Texte intégral
Vu la procédure suivante :
Par une requête enregistrée le 28 mai 2025, M. B... A..., représenté par Me Tissot, demande au tribunal :
d’annuler les décisions portant retrait de points consécutives aux infractions commises les 1er mai 2015, 25 juillet 2015, 11 janvier 2016, 17 septembre 2016, 25 août 2017, 18 septembre 2017, 31 mai 2018 à 18h47 et à 19h47, 22 novembre 2018, 18 janvier 2021,
16 août 2022, 22 août 2022, 25 août 2022, 21 mars 2024, 18 mars 2025, 1er avril 2025 et
2 avril 2025 et la décision « 48 SI » du 8 mai 2025 portant invalidation de son permis de conduire ;
d’enjoindre au ministre de l’intérieur de lui restituer les points illégalement retirés en en tirant lui-même toutes les conséquences sur le capital de points et le droit de conduire de l'intéressé dans le délai d’un mois à compter de la notification du jugement à intervenir ;
de mettre à la charge de l’État la somme de 2 000 euros sur le fondement de l’article L. 761-1 du code de justice administrative.
Il soutient que :
- l’obligation de communication des informations prévues par les articles L. 223-3 et R. 223-3 du code de la route à l’occasion des retraits de points n’a pas été respectée ;
- le relevé d’information intégral n’a pas de force probante pour établir qu’il a bien reçu les informations préalables.
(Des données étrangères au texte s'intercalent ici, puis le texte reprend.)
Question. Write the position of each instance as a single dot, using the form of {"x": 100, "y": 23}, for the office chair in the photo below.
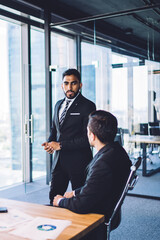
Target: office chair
{"x": 154, "y": 130}
{"x": 131, "y": 182}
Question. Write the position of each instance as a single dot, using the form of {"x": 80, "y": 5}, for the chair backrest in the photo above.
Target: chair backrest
{"x": 130, "y": 184}
{"x": 154, "y": 128}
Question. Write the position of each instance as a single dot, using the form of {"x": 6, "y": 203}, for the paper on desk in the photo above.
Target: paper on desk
{"x": 41, "y": 228}
{"x": 12, "y": 218}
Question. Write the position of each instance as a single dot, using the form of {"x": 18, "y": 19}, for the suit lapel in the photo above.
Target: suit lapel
{"x": 72, "y": 107}
{"x": 57, "y": 111}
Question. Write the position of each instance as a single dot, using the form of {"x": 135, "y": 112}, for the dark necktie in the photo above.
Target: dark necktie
{"x": 64, "y": 113}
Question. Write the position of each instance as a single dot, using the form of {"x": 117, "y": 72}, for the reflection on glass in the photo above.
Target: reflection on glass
{"x": 38, "y": 102}
{"x": 10, "y": 107}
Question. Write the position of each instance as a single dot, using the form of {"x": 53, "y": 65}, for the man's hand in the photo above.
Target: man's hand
{"x": 69, "y": 194}
{"x": 51, "y": 146}
{"x": 54, "y": 145}
{"x": 55, "y": 200}
{"x": 48, "y": 148}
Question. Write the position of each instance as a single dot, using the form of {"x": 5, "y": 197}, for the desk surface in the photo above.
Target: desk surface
{"x": 81, "y": 223}
{"x": 145, "y": 139}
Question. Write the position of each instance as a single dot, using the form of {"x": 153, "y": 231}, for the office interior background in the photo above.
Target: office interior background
{"x": 118, "y": 54}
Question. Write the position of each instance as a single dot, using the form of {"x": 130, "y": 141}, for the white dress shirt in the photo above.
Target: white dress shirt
{"x": 64, "y": 104}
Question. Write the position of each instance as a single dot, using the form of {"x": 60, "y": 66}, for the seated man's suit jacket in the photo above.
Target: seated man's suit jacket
{"x": 75, "y": 152}
{"x": 108, "y": 173}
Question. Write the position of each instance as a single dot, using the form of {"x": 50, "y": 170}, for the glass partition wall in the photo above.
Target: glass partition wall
{"x": 130, "y": 90}
{"x": 10, "y": 104}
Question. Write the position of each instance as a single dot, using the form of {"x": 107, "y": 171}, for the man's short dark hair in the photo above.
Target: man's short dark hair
{"x": 104, "y": 125}
{"x": 72, "y": 71}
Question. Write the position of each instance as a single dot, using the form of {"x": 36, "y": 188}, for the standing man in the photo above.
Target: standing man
{"x": 107, "y": 176}
{"x": 68, "y": 138}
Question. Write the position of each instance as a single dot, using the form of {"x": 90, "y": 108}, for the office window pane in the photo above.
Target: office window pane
{"x": 140, "y": 88}
{"x": 10, "y": 107}
{"x": 96, "y": 74}
{"x": 119, "y": 101}
{"x": 38, "y": 102}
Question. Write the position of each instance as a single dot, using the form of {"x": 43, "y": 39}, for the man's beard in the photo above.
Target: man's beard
{"x": 70, "y": 96}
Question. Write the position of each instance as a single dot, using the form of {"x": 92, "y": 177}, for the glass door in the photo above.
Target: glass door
{"x": 10, "y": 105}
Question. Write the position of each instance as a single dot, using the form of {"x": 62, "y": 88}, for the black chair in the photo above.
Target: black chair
{"x": 115, "y": 219}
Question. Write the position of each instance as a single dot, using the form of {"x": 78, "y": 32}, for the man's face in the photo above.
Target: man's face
{"x": 90, "y": 136}
{"x": 71, "y": 86}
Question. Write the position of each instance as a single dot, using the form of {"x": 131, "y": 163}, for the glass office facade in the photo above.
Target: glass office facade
{"x": 10, "y": 104}
{"x": 38, "y": 102}
{"x": 124, "y": 85}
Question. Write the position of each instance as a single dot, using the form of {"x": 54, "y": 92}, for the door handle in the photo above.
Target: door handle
{"x": 29, "y": 128}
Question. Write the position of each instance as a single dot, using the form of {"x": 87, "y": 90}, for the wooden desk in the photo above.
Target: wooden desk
{"x": 81, "y": 223}
{"x": 144, "y": 140}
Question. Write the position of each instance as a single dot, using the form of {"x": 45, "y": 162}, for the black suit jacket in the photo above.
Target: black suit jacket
{"x": 72, "y": 134}
{"x": 107, "y": 176}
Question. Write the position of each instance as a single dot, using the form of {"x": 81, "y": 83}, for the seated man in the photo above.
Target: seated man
{"x": 107, "y": 173}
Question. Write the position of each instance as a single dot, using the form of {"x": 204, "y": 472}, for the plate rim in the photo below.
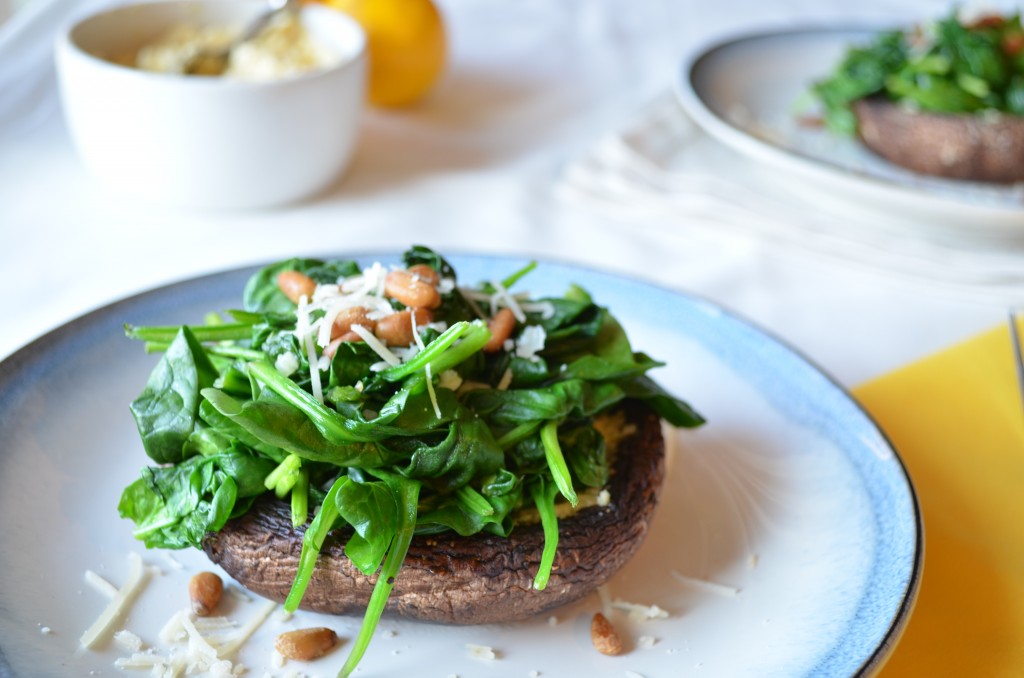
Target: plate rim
{"x": 33, "y": 353}
{"x": 807, "y": 166}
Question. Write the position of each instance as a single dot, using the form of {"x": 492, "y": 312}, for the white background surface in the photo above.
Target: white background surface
{"x": 530, "y": 86}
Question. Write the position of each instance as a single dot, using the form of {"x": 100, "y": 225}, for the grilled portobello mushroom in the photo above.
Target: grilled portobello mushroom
{"x": 972, "y": 147}
{"x": 465, "y": 580}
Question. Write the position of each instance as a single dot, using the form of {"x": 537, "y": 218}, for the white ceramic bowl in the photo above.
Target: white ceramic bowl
{"x": 209, "y": 142}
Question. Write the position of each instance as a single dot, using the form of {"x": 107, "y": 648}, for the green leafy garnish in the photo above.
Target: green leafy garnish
{"x": 445, "y": 438}
{"x": 944, "y": 67}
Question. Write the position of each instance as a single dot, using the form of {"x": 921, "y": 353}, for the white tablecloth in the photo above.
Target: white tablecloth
{"x": 530, "y": 87}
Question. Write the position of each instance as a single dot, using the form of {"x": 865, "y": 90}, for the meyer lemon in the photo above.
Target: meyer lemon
{"x": 407, "y": 45}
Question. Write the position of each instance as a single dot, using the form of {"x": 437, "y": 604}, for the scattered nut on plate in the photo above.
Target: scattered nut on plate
{"x": 305, "y": 644}
{"x": 604, "y": 636}
{"x": 205, "y": 590}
Par un mémoire en défense, enregistré le 7 octobre 2025, le ministre de l’intérieur conclut au non-lieu partiel et au rejet du surplus des conclusions de la requête.
Il fait valoir que :
-
le solde de points du permis de conduire, crédité de six points étant redevenu positif, il n’y a plus lieu de statuer sur les conclusions portant sur la décision 48 SI qui doit être regardée comme ayant été retirée ;
-
les moyens soulevés par le requérant ne sont pas fondés.
Vu les autres pièces du dossier ;
Vu :
le code de procédure pénale ;
le code de la route ;
le code de justice administrative.
Le président du tribunal a désigné Mme Rolin, vice-présidente, en application de l’article R. 222-13 du code de justice administrative.
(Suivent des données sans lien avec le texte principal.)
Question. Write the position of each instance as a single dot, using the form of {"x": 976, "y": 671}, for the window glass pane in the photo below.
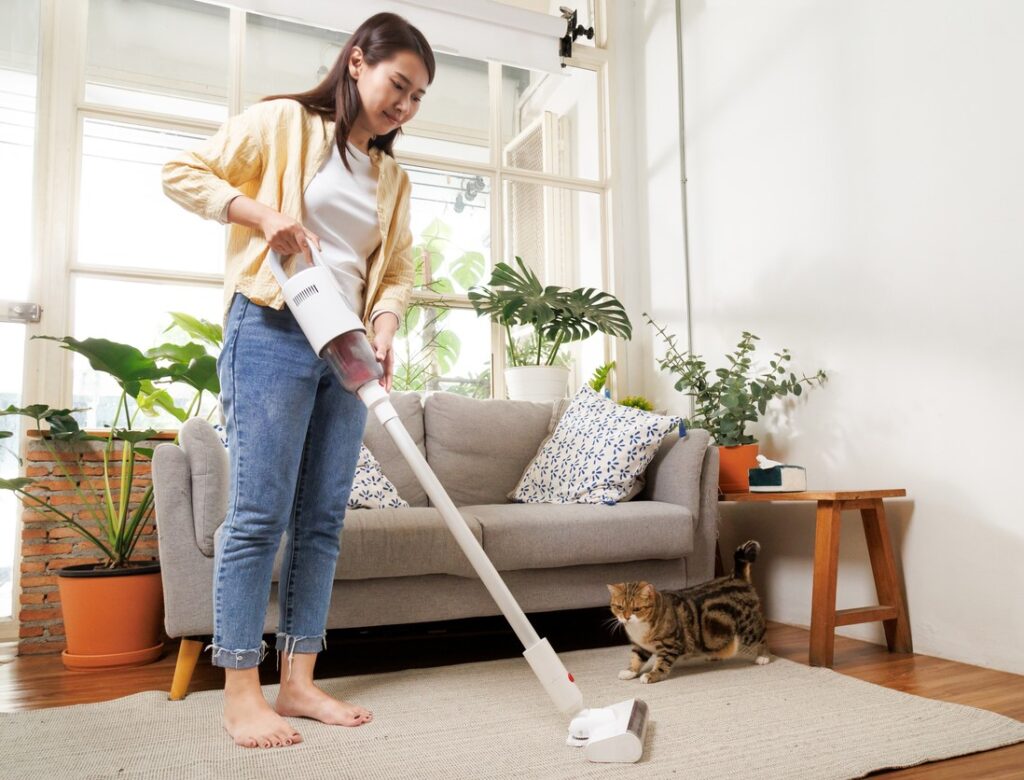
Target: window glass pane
{"x": 135, "y": 313}
{"x": 124, "y": 217}
{"x": 451, "y": 224}
{"x": 18, "y": 37}
{"x": 557, "y": 232}
{"x": 550, "y": 122}
{"x": 286, "y": 57}
{"x": 454, "y": 118}
{"x": 162, "y": 55}
{"x": 18, "y": 49}
{"x": 443, "y": 349}
{"x": 12, "y": 349}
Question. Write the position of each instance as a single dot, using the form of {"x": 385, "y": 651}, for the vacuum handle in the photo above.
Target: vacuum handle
{"x": 278, "y": 264}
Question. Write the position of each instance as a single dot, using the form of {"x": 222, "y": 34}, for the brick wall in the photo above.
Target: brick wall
{"x": 48, "y": 546}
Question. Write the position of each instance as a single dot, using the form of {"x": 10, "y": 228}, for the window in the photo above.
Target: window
{"x": 18, "y": 44}
{"x": 504, "y": 162}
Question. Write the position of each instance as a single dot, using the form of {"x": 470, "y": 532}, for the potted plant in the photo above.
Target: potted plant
{"x": 113, "y": 610}
{"x": 555, "y": 315}
{"x": 725, "y": 404}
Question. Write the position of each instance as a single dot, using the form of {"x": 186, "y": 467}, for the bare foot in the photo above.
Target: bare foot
{"x": 252, "y": 723}
{"x": 306, "y": 700}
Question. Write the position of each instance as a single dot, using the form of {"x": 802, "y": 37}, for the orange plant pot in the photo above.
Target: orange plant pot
{"x": 734, "y": 466}
{"x": 112, "y": 617}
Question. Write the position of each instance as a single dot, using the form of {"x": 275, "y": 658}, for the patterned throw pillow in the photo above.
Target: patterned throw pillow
{"x": 371, "y": 489}
{"x": 596, "y": 453}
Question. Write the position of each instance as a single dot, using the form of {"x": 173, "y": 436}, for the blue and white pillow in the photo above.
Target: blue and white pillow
{"x": 371, "y": 489}
{"x": 596, "y": 455}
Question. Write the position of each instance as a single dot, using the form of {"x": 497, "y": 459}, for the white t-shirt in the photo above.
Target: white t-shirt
{"x": 341, "y": 208}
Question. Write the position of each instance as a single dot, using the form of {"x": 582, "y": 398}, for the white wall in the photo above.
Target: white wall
{"x": 856, "y": 193}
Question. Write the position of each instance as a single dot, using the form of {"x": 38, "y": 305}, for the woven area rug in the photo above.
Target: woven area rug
{"x": 731, "y": 720}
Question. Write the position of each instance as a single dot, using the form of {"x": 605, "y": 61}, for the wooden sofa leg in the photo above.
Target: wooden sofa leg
{"x": 188, "y": 654}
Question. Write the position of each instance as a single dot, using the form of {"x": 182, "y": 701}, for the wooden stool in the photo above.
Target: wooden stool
{"x": 891, "y": 609}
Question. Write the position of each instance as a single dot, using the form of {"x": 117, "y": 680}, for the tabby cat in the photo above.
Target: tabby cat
{"x": 717, "y": 618}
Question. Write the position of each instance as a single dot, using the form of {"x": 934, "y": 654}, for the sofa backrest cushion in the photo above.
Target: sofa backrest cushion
{"x": 479, "y": 448}
{"x": 410, "y": 408}
{"x": 674, "y": 474}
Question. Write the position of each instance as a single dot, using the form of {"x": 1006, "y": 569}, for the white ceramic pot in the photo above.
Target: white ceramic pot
{"x": 537, "y": 383}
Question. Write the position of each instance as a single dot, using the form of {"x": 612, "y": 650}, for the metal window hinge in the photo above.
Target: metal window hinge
{"x": 19, "y": 311}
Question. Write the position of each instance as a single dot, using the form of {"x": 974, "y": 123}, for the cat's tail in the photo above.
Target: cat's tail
{"x": 745, "y": 555}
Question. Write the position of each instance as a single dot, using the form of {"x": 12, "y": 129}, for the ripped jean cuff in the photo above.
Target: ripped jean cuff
{"x": 290, "y": 645}
{"x": 237, "y": 659}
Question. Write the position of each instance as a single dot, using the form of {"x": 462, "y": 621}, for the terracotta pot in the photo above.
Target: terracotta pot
{"x": 734, "y": 465}
{"x": 113, "y": 617}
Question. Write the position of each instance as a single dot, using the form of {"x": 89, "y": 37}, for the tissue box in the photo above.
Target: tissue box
{"x": 780, "y": 479}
Les parties ont été régulièrement averties du jour de l’audience.
La magistrate désignée a dispensé le rapporteur public, sur sa proposition, de prononcer des conclusions à l’audience.
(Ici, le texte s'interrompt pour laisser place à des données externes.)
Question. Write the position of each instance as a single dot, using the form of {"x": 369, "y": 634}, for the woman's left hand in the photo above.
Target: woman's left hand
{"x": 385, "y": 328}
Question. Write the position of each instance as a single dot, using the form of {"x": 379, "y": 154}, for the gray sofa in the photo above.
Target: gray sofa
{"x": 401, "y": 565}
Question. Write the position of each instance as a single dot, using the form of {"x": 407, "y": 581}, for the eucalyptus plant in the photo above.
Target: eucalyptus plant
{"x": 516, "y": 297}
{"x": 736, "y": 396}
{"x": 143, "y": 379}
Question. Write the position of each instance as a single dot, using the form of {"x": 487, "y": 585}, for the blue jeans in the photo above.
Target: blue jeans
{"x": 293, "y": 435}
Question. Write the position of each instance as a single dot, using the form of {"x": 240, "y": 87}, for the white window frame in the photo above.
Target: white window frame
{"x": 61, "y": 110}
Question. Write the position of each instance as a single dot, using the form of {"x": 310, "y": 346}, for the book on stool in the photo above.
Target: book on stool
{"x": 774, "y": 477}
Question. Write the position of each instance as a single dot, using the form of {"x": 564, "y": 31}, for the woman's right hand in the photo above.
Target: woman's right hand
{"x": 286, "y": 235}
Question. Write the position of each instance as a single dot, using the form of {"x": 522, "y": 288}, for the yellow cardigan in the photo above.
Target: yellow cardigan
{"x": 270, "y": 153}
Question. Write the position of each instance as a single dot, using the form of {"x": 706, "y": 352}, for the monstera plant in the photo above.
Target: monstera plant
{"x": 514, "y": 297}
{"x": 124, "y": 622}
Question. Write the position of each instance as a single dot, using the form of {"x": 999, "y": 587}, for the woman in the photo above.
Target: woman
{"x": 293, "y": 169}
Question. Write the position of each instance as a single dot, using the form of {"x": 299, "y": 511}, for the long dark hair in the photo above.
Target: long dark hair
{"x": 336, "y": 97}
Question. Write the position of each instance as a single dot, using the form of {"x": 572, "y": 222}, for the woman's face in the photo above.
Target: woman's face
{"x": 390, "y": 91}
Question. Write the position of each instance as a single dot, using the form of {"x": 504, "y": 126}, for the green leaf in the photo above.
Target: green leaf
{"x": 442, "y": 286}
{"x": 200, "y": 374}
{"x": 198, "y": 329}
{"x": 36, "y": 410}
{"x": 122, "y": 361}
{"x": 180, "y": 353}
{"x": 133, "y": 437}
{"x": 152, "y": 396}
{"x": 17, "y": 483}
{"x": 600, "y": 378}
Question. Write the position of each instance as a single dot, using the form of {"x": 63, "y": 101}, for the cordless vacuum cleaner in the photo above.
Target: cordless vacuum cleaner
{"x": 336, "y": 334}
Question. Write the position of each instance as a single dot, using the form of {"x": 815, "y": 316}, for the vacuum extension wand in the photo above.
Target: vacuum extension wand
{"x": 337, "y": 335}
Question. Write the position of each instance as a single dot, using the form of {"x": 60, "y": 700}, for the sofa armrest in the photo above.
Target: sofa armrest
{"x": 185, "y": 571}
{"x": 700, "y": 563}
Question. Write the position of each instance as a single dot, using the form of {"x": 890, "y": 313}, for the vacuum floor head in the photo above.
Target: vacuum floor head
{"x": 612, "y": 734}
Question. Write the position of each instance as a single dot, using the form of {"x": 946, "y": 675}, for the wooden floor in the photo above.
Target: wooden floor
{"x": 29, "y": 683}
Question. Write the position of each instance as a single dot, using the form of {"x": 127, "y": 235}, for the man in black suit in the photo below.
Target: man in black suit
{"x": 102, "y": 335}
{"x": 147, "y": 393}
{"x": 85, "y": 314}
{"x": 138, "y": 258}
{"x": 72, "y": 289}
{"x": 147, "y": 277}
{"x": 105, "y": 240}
Le rapport de Mme Rolin, magistrate désignée, a été entendu au cours de l’audience publique.
Considérant ce qui suit :
A la suite d’infractions au code de la route commises les 1er mai 2015, 25 juillet 2015, 11 janvier 2016, 17 septembre 2016, 25 août 2017, 18 septembre 2017, 31 mai 2018 à 18h47 et à 19h47, 22 novembre 2018, 18 janvier 2021, 16 août 2022, 22 août 2022, 25 août 2022, 21 mars 2024, 18 mars 2025, 1er avril 2025 et 2 avril 2025, le ministre de l’intérieur a retiré des points au capital affecté au permis de conduire de M. A.... Après avoir constaté que le nombre de points de ce permis de conduire, initialement crédité de douze points, était nul, le ministre de l’intérieur a, par décision « 48 SI » du 8 mai 2025, prononcé l’invalidation de ce permis et ordonné à M. A... de restituer son titre de conduite. L’intéressé demande l’annulation des retraits de points prononcés à la suite des infractions précitées ainsi que de la décision « 48 SI » du 8 mai 2025 portant invalidation de son permis de conduire.
Sur le non-lieu partiel :
D’une part, il résulte du relevé d’information intégral afférent au permis de conduire de M. A... produit par le ministre de l’intérieur en défense et édité le 6 octobre 2025 que les mentions de la décision « 48 SI » du 8 mai 2025 ont été supprimées du dossier du requérant, le solde de points du permis de conduire, redevenu positif, étant crédité de six points, à la suite de la prise en considération du stage de sensibilisation à la sécurité routière effectué les 14 et 15 avril 2025. Il s’en déduit que la décision « 48 SI » du 8 mai 2025 portant invalidation du permis de conduire de M. A... pour solde de points nul doit donc être regardée comme ayant été retirée par le ministre de l’intérieur postérieurement à l’introduction de la requête. D ’autre part, les points retirés à la suite des infractions relevées les 1er mai 2015, 25 juillet 2015, 11 janvier 2016, 17 septembre 2016, 25 août 2017, 18 septembre 2017, 31 mai 2018 à 18h47, 22 novembre 2018, 18 janvier 2021, 16 août 2022, 22 août 2022, 25 août 2022 et 21 mars 2024 ont été restitués. Il n’y a donc plus lieu de statuer sur les décisions de retrait de points consécutives aux infractions précitées ainsi que sur la décision « 48 SI » en litige.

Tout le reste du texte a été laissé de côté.